Homophobia has at its core knowing something about ourselves, denying what we know, and projecting what is inside us on to other people whom we then hate. We see in the other person something we hate in ourselves but whose existence we deny. For homophobic men the worm in the bud is their sexual and affectionate interest in other men, not necessarily a predominating interest but something that we all have to some degree in our relationships with members of the same gender. The amount of time men spend with one another, not just in work but in sport and hobbies, and the value they place on being with men all testify to this. Men who have the self-confidence to accept the complexity of their own sexuality know this, but men who lack such self-confidence feel that they must demonstrate to a watching world that they are not homosexual. When they choose to denigrate gays, or attack them they hope that, with every word and blow, they are proving that they are not homosexual.

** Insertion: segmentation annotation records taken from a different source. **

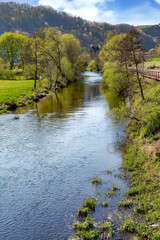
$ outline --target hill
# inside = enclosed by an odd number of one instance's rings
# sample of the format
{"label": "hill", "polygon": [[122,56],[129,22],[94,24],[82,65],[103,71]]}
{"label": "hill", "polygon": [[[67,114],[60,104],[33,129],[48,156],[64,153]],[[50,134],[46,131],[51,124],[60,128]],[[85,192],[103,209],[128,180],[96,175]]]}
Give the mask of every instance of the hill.
{"label": "hill", "polygon": [[155,42],[160,43],[160,24],[140,28],[147,35],[152,36]]}
{"label": "hill", "polygon": [[[90,45],[101,45],[109,31],[127,33],[131,28],[128,24],[111,25],[89,22],[65,12],[57,12],[51,7],[0,2],[0,34],[19,32],[32,35],[39,28],[44,27],[57,27],[63,33],[72,33],[87,49]],[[141,31],[141,38],[146,50],[155,47],[156,44],[152,37],[143,31]]]}

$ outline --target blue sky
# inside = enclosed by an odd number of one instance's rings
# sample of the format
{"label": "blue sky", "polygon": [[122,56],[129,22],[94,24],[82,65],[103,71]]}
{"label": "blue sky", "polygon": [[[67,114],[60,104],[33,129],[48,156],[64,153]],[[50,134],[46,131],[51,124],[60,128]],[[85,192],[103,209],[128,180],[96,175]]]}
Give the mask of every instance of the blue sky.
{"label": "blue sky", "polygon": [[[0,1],[8,2],[8,0]],[[132,25],[160,23],[160,0],[16,0],[15,2],[52,6],[58,11],[65,11],[90,21]]]}

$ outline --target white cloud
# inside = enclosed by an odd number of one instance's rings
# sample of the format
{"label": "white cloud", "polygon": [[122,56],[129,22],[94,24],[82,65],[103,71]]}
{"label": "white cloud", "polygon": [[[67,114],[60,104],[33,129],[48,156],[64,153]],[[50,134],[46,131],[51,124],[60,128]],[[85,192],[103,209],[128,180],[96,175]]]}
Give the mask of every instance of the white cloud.
{"label": "white cloud", "polygon": [[[110,24],[128,23],[132,25],[149,25],[160,22],[159,9],[150,1],[139,3],[137,7],[126,10],[116,9],[116,0],[38,0],[39,5],[51,6],[56,10],[80,16],[83,19]],[[160,0],[155,0],[160,3]],[[109,2],[115,2],[114,11]]]}
{"label": "white cloud", "polygon": [[52,6],[74,16],[97,22],[115,23],[115,13],[105,10],[107,2],[114,0],[39,0],[39,5]]}
{"label": "white cloud", "polygon": [[[160,0],[158,0],[160,2]],[[151,25],[160,22],[159,9],[154,8],[149,2],[136,8],[121,12],[117,18],[120,23],[131,25]]]}
{"label": "white cloud", "polygon": [[155,0],[156,3],[160,4],[160,0]]}

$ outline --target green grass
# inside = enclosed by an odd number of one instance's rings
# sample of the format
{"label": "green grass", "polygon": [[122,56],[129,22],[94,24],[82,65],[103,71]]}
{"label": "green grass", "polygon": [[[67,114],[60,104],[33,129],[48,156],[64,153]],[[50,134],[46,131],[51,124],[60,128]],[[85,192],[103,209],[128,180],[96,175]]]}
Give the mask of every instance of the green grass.
{"label": "green grass", "polygon": [[106,172],[107,174],[112,174],[112,170],[109,170],[109,169],[107,169],[105,172]]}
{"label": "green grass", "polygon": [[34,80],[0,80],[0,104],[13,100],[17,101],[20,95],[31,95]]}
{"label": "green grass", "polygon": [[102,178],[93,177],[93,178],[91,179],[91,183],[92,183],[93,185],[101,184],[101,183],[102,183]]}
{"label": "green grass", "polygon": [[147,62],[155,62],[155,61],[160,61],[160,58],[150,58],[146,60]]}
{"label": "green grass", "polygon": [[118,202],[118,207],[131,208],[133,206],[132,200],[121,200]]}
{"label": "green grass", "polygon": [[94,197],[87,197],[83,202],[83,207],[88,208],[91,211],[95,210],[96,200]]}
{"label": "green grass", "polygon": [[101,207],[108,207],[108,201],[98,202],[98,205]]}

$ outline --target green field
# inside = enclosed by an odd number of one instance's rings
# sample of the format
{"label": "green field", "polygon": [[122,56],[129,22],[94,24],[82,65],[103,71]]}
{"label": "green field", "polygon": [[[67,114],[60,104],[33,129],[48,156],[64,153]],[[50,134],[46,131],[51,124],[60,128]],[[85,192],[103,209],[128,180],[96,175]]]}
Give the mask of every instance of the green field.
{"label": "green field", "polygon": [[33,92],[34,80],[0,80],[0,104],[8,100],[17,101],[20,95]]}

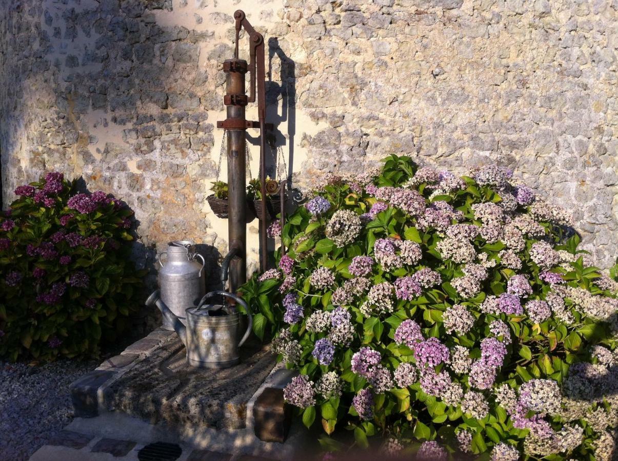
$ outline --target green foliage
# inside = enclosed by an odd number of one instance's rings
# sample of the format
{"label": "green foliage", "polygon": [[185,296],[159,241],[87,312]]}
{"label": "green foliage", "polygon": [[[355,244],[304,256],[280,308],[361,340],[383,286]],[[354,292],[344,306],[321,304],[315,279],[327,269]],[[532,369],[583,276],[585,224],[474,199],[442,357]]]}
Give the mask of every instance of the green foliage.
{"label": "green foliage", "polygon": [[[379,352],[381,365],[391,373],[402,363],[415,363],[417,357],[414,350],[394,339],[402,322],[412,319],[420,325],[425,338],[439,338],[451,351],[456,346],[464,346],[469,350],[472,360],[477,360],[481,355],[481,341],[493,336],[489,325],[494,320],[501,320],[507,326],[509,338],[496,336],[499,341],[505,341],[507,352],[502,366],[496,372],[495,386],[506,384],[517,389],[524,383],[540,378],[551,380],[561,385],[569,376],[572,364],[590,362],[591,346],[602,344],[614,349],[616,344],[616,333],[610,324],[611,318],[593,315],[585,305],[586,302],[573,293],[577,294],[580,293],[577,290],[581,290],[595,301],[613,302],[615,286],[613,289],[607,288],[607,283],[602,281],[600,271],[585,262],[587,255],[577,249],[579,236],[569,234],[560,219],[544,218],[540,215],[543,210],[533,212],[531,205],[515,203],[514,208],[508,209],[509,200],[511,203],[514,201],[514,188],[508,184],[501,187],[480,184],[471,177],[463,177],[461,187],[444,191],[436,190],[438,180],[417,181],[413,188],[422,195],[425,206],[439,202],[441,206],[446,204],[452,207],[459,217],[452,218],[451,225],[459,222],[483,226],[482,220],[473,207],[489,203],[504,206],[506,215],[524,216],[528,220],[525,222],[532,222],[538,226],[534,231],[521,233],[522,246],[515,252],[520,263],[520,267],[517,268],[506,265],[502,261],[504,251],[510,249],[509,245],[512,244],[504,239],[486,239],[482,233],[472,238],[475,253],[473,262],[482,263],[488,272],[484,280],[478,280],[480,289],[472,296],[458,290],[457,284],[454,282],[454,279],[465,275],[465,264],[442,257],[439,244],[447,238],[444,230],[433,225],[421,225],[418,215],[409,214],[392,203],[387,209],[366,222],[353,242],[343,247],[335,244],[327,231],[327,225],[334,213],[349,210],[356,215],[366,215],[377,201],[388,203],[387,199],[376,197],[373,192],[368,193],[369,187],[401,188],[415,177],[417,172],[416,165],[409,157],[392,156],[384,160],[381,171],[369,186],[360,188],[362,192],[358,185],[353,183],[355,178],[348,181],[330,181],[316,191],[331,205],[323,215],[313,216],[305,207],[301,207],[289,216],[281,239],[289,249],[286,259],[293,260],[291,273],[286,276],[279,272],[273,278],[271,272],[270,278],[263,276],[261,279],[256,275],[242,288],[244,297],[258,312],[254,331],[265,341],[276,338],[273,346],[279,359],[287,360],[288,367],[307,375],[313,383],[317,384],[329,372],[335,372],[341,379],[342,392],[339,398],[327,398],[316,391],[315,405],[299,413],[308,426],[318,424],[314,422],[316,420],[321,421],[326,434],[334,436],[336,436],[337,430],[350,430],[355,443],[362,447],[368,446],[371,437],[379,434],[408,442],[438,440],[451,451],[458,449],[455,434],[465,430],[471,433],[468,448],[475,454],[491,451],[501,442],[523,451],[523,441],[530,430],[514,427],[512,415],[497,403],[492,389],[475,388],[467,373],[453,372],[448,363],[441,363],[434,370],[435,372],[448,370],[452,382],[460,385],[464,392],[480,392],[489,408],[483,418],[475,418],[462,411],[460,405],[447,405],[440,397],[428,394],[418,381],[403,388],[394,384],[394,387],[386,392],[377,392],[374,383],[352,370],[353,354],[363,347]],[[536,203],[543,204],[540,199]],[[502,222],[501,225],[504,224]],[[569,235],[570,236],[567,238]],[[313,354],[316,342],[331,338],[332,331],[329,333],[330,327],[320,332],[312,331],[307,327],[307,319],[320,311],[332,312],[337,307],[333,299],[337,297],[337,289],[342,289],[347,281],[354,278],[350,272],[352,259],[359,255],[375,257],[375,242],[387,238],[418,244],[422,257],[416,264],[404,264],[392,270],[374,264],[371,273],[366,276],[370,286],[383,282],[393,283],[399,278],[413,275],[423,268],[437,272],[442,283],[423,288],[421,294],[410,300],[394,296],[392,309],[370,315],[361,309],[367,301],[366,292],[340,304],[351,316],[353,338],[349,346],[336,345],[334,357],[329,363],[320,363]],[[560,261],[551,268],[551,272],[562,280],[558,285],[544,280],[547,275],[544,272],[548,268],[543,267],[543,262],[536,256],[532,257],[535,251],[533,246],[540,241],[552,243],[552,251],[558,252],[556,254],[559,255]],[[278,253],[276,255],[277,262],[281,261],[282,255]],[[282,269],[284,265],[281,267]],[[335,280],[333,284],[326,288],[312,286],[311,274],[318,268],[326,268],[332,272]],[[617,271],[618,265],[612,270],[614,280]],[[528,301],[544,301],[549,294],[559,293],[565,303],[564,314],[558,315],[553,312],[536,322],[526,310],[509,315],[481,307],[484,302],[492,299],[490,297],[507,293],[509,280],[515,275],[525,276],[531,289],[527,298],[522,298],[522,305]],[[568,289],[574,291],[565,291]],[[297,302],[303,310],[303,318],[291,325],[284,320],[286,307],[282,305],[284,296],[289,294],[297,296]],[[447,333],[445,326],[444,312],[455,304],[465,307],[473,317],[473,326],[461,334]],[[565,318],[569,317],[572,320],[567,322]],[[297,350],[290,347],[294,344]],[[295,351],[295,354],[289,353],[290,350]],[[593,363],[596,363],[594,360]],[[419,364],[417,365],[421,368]],[[362,419],[352,405],[353,398],[368,388],[373,392],[375,399],[370,420]],[[559,431],[566,422],[560,415],[541,414],[541,417],[546,417],[555,431]],[[594,459],[595,442],[599,433],[586,422],[583,416],[576,418],[575,422],[583,431],[581,445],[575,449],[570,449],[570,453],[552,454],[547,459]],[[323,437],[320,443],[329,450],[341,448],[330,437]],[[530,459],[542,458],[535,455]]]}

Exhortations and platitudes urging people to be good achieve little, especially when the causes of our bad behaviour lie in our feelings of inadequacy and our fears of rejection. Only when in our society it becomes acceptable to talk about feelings of inadequacy and fears of rejection can we be brave enough to examine our our thoughts and feelings, and so change. Such massive changes in attitudes have occurred in Australia in the last thirty years. When I was a child in the 1930s the advice given to new parents had only two features - the benefits of a good hiding, and the necessity of never letting a child to forget who is boss. It was not until the 1970s that those attitudes began to be questioned. Now, when I watch the interaction between mothers and their small children in shops and on the beach, I think about how very different my life would have been had my mother been as wise and patient as these young women. Similarly, attitudes to grief and trauma have changed. Prime Minister Curtin might have visited the survivors of a terrible bushfire, but he would have merely shaken the hand of a stony-faced man, whereas we all saw on television Prime Minister Rudd hugging a man while the man, slowly and visibly, wiped away his tears.
Parents have had to face up to the difficult question of how what they say and do affects their children. An equally difficult question is how our hidden, and often unacknowledged, feelings of inadequacy can burst forth, often in most reprehensible ways, and how the lies we tell ourselves about these feelings can lead to racist and homophobic attitudes and behaviours. What politicians can do about racism and homophobia is to have the courage to start the public discourse about our feelings of inadequacy, and what can follow from such feelings.